Friday, August 27, 2004

Who gets to judge?

Jonah Goldberg, of National Review Online, hit the nail on the head. He is griping in this article about people who complain that so-an-so doesn't have the right to judge because they weren't there. He explains that we don't allow someone to serve as juror who was an eyewitness to a crime.

After pointing out that Democrats were making this case when Bill Clinton ran for president the first time, he then makes this excellent observation.

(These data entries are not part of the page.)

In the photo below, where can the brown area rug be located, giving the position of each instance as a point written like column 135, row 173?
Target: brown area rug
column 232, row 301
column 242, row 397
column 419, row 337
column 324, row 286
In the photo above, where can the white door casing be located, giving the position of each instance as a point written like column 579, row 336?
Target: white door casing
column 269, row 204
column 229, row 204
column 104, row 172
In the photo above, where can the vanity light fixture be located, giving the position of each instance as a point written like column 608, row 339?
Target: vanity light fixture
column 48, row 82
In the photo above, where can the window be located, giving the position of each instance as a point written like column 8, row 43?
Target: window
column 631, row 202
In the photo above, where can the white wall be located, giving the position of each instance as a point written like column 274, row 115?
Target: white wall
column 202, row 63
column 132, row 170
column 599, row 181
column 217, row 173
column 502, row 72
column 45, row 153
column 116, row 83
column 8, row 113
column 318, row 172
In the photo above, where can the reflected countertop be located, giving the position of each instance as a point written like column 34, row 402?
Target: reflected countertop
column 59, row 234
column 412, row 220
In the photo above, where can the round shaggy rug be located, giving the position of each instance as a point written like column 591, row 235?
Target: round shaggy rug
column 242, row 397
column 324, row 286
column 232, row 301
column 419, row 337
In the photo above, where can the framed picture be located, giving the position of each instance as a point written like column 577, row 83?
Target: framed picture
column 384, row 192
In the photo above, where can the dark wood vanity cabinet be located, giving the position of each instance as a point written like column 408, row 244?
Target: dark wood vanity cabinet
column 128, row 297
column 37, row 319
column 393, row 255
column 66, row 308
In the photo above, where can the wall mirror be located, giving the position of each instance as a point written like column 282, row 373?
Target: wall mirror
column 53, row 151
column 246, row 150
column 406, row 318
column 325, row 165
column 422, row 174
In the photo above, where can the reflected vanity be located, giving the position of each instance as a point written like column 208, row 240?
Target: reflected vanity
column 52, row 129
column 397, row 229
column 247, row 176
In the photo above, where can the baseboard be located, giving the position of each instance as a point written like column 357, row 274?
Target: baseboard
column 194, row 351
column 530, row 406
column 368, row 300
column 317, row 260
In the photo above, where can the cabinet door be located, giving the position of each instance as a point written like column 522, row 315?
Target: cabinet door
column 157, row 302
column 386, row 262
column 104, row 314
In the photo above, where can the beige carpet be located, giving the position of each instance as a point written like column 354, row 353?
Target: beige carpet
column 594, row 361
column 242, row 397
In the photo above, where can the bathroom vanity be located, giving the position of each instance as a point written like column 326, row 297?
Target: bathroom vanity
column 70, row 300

    My point isn't the usual hypocrisy gotcha, though that's certainly worth pointing out. It's that experience — while more often than not superior to the lack of it — isn't as powerful or important as we like to think. If service in Vietnam or in uniform were the prerequisite for correct thinking on military and foreign-policy issues, then you'd think Veterans would all agree with each other. Obviously, they don't. The media's favorite veteran, John McCain, disagrees with John Kerry about Iraq and most foreign-policy issues (depending on which day of the week Kerry is talking). John Edwards talks about how Kerry still carries shrapnel in his leg and therefore...therefore...therefore, well, something along the lines of nobody's ever allowed to criticize John Kerry. Obviously, that's idiotic on its face. If it's not, maybe we should count the side with the most shrapnel in its collective body and declare it the most qualified to lead the country. My guess is Karl Rove would be happy with that.

Bush & National Guard

If this article isn't enough to put any rumblings about Bush's National Guard service, I don't know what would do it. Included in the article is a list of times when bush was on full-time service. That period added up to 2 years of active duty. That is no weekend warrior. That Bush wanted to avoid service in war is understandable and not in the minority. Kerry, too, wanted to avoid service and applied for a deferment. But both served. Shouldn't that be enough? (The argument for a civilian and not a military president is fairly strong, but one that we'll have to address later.)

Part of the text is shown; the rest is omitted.